Whatever the cause of high proneurotensin, experimental studies demonstrating increased expression of neurotensin and Nstr1 in breast tumors and reduced tumor growth after pharmacological blockade or RNA silencing of Ntsr1^18- 19 lend support to a direct, mechanistic relationship between high-fasting proneurotensin and breast cancer development. Whereas the links between neurotensin and breast cancer are likely to be mediated through the Ntsr1, the major candidate receptor linking neurotensin to cardiovascular disease and diabetes is the Ntsr3 (SORT1), a protein that sorts various luminal proteins from the trans -Golgi. We and others identified genetic variation of the Ntsr3 as one of the strongest common susceptibility genes for coronary artery disease in the genome, an effect mediated through elevated levels of LDL-C.^20- 21 In addition, Ntsr3 has been suggested to be an insulin-sensitive regulator of the key glucose transporter in muscle and adipose tissue, ie, glucose transporter 4 (GLUT4),³³ suggesting a role of the neurotensin system not only in metabolism of LDL-C and coronary artery disease but also in insulin resistance and diabetes development. In fact, fasting insulin concentration was one of the strongest correlates of proneurotensin.
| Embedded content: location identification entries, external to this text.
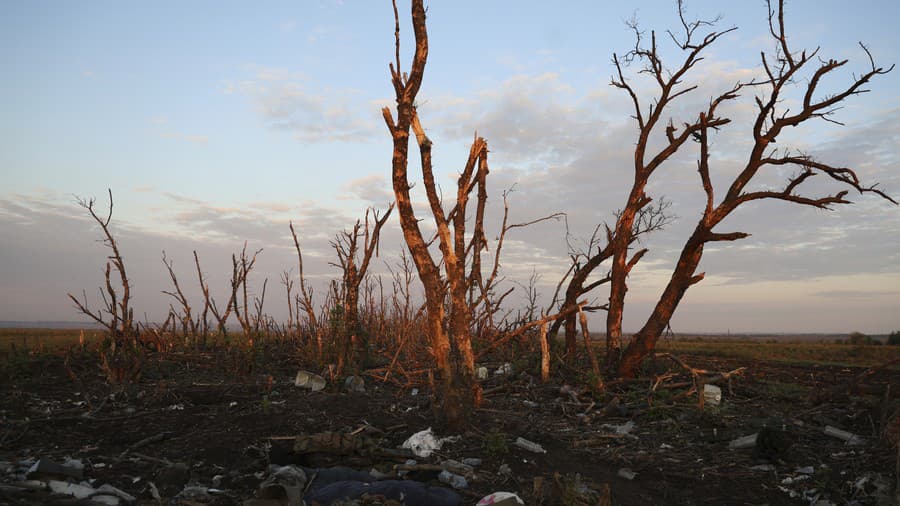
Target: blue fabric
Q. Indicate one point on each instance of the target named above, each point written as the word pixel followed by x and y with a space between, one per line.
pixel 410 493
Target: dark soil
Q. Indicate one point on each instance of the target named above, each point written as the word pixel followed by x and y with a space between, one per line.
pixel 226 423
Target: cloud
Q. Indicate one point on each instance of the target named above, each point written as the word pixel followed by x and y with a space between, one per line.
pixel 288 102
pixel 374 189
pixel 195 139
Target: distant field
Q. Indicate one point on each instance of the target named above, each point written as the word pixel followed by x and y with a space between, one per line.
pixel 803 349
pixel 47 339
pixel 802 352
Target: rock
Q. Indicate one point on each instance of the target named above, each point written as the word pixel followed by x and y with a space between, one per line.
pixel 355 384
pixel 44 468
pixel 310 381
pixel 712 395
pixel 171 480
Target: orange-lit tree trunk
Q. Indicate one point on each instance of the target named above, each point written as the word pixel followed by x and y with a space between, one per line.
pixel 451 344
pixel 782 73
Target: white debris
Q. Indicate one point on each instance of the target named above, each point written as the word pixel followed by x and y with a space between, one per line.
pixel 500 497
pixel 622 429
pixel 454 480
pixel 424 443
pixel 529 445
pixel 505 368
pixel 851 438
pixel 626 473
pixel 78 491
pixel 744 442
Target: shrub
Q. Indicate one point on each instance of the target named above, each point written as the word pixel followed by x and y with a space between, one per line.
pixel 894 338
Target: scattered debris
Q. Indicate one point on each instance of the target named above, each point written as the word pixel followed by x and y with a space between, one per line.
pixel 44 468
pixel 500 499
pixel 424 443
pixel 744 442
pixel 310 381
pixel 626 473
pixel 454 480
pixel 622 429
pixel 355 384
pixel 286 484
pixel 505 368
pixel 529 445
pixel 712 395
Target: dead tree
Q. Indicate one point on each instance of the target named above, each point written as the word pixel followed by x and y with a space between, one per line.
pixel 120 324
pixel 240 271
pixel 305 298
pixel 451 345
pixel 786 70
pixel 649 219
pixel 463 286
pixel 353 272
pixel 188 325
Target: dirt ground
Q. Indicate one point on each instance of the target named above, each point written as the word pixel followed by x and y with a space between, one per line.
pixel 629 445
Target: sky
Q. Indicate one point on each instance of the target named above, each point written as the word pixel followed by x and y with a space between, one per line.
pixel 215 123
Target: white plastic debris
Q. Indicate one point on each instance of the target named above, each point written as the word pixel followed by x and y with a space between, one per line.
pixel 712 395
pixel 744 442
pixel 454 480
pixel 424 443
pixel 355 384
pixel 851 438
pixel 78 491
pixel 500 498
pixel 285 481
pixel 310 381
pixel 506 368
pixel 626 473
pixel 622 429
pixel 529 445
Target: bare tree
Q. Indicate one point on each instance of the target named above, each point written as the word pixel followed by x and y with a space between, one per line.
pixel 650 218
pixel 784 71
pixel 188 325
pixel 121 316
pixel 463 287
pixel 354 270
pixel 305 298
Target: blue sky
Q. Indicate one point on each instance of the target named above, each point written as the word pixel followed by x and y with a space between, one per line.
pixel 216 122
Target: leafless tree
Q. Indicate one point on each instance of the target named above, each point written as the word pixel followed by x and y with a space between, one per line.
pixel 785 70
pixel 584 262
pixel 353 272
pixel 305 298
pixel 121 315
pixel 463 284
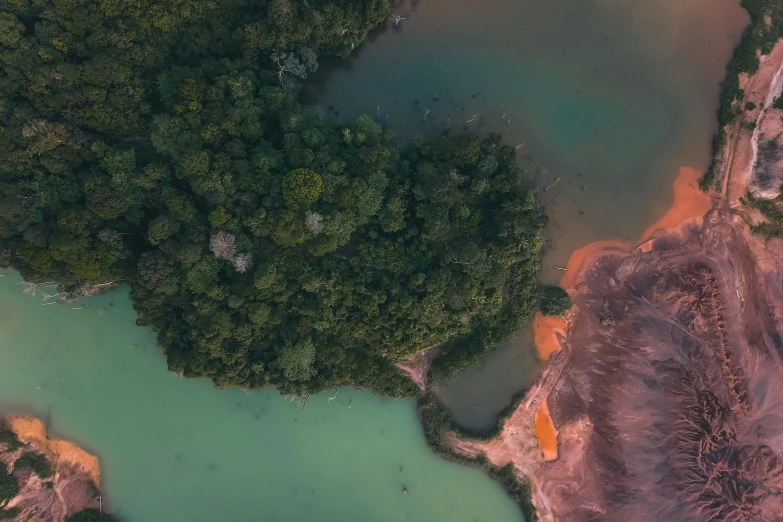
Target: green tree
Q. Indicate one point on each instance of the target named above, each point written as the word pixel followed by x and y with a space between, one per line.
pixel 302 186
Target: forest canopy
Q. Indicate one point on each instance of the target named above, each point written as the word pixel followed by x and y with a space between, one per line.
pixel 161 143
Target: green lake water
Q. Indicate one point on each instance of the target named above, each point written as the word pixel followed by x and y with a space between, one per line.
pixel 609 96
pixel 175 449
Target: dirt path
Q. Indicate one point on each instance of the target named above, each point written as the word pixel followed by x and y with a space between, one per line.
pixel 740 151
pixel 418 365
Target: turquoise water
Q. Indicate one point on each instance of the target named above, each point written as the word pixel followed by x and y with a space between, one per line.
pixel 176 449
pixel 609 98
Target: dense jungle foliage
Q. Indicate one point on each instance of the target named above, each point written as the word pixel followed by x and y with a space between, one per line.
pixel 766 27
pixel 161 143
pixel 772 212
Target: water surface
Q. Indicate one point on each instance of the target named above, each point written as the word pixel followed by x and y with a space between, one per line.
pixel 609 98
pixel 177 449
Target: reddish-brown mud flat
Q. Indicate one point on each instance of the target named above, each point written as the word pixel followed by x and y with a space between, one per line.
pixel 662 398
pixel 675 363
pixel 71 489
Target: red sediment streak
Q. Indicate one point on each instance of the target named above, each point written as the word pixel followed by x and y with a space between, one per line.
pixel 546 432
pixel 689 206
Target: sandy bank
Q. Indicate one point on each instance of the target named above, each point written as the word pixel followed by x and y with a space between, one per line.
pixel 670 410
pixel 69 485
pixel 29 429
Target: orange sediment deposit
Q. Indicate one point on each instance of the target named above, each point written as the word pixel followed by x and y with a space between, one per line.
pixel 580 256
pixel 546 328
pixel 28 429
pixel 689 206
pixel 546 432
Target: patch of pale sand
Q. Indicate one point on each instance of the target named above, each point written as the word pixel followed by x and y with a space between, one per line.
pixel 418 365
pixel 29 429
pixel 546 432
pixel 739 153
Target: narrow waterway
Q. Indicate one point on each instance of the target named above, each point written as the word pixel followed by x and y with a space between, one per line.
pixel 607 98
pixel 177 449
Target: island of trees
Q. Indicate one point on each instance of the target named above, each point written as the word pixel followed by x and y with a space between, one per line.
pixel 161 143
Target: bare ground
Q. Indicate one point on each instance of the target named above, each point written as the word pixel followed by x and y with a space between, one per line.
pixel 672 411
pixel 418 365
pixel 73 487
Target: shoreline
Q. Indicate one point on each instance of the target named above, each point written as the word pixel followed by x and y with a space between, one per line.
pixel 29 429
pixel 46 479
pixel 689 212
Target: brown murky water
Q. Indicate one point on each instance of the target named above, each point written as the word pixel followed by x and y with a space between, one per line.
pixel 608 98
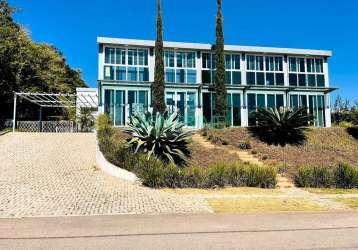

Thus, it could be expected that insulin-resistant women, such as those with polycystic ovary syndrome, would drive the association with diabetes and cardiovascular disease in women. However, we had no data on polycystic ovary syndrome, however, the relationship between proneurotensin and cardiometabolic diseases was independent from both fasting insulin concentration and LDL-C. Thus, the mechanisms behind the relationship between high proneurotensin and cardiometabolic diseases remain to be identified.

In conclusion, fasting proneurotensin was significantly associated with development of diabetes, cardiovascular disease, breast cancer, and with total and cardiovascular mortality. The relationships between proneurotensin and all end points were significant in women but not in men; however, because there was only significant interaction between sex and proneurotensin for the outcome of incident cardiovascular disease, it remains to be shown whether the association between proneurotensin and adverse outcome is specific for women.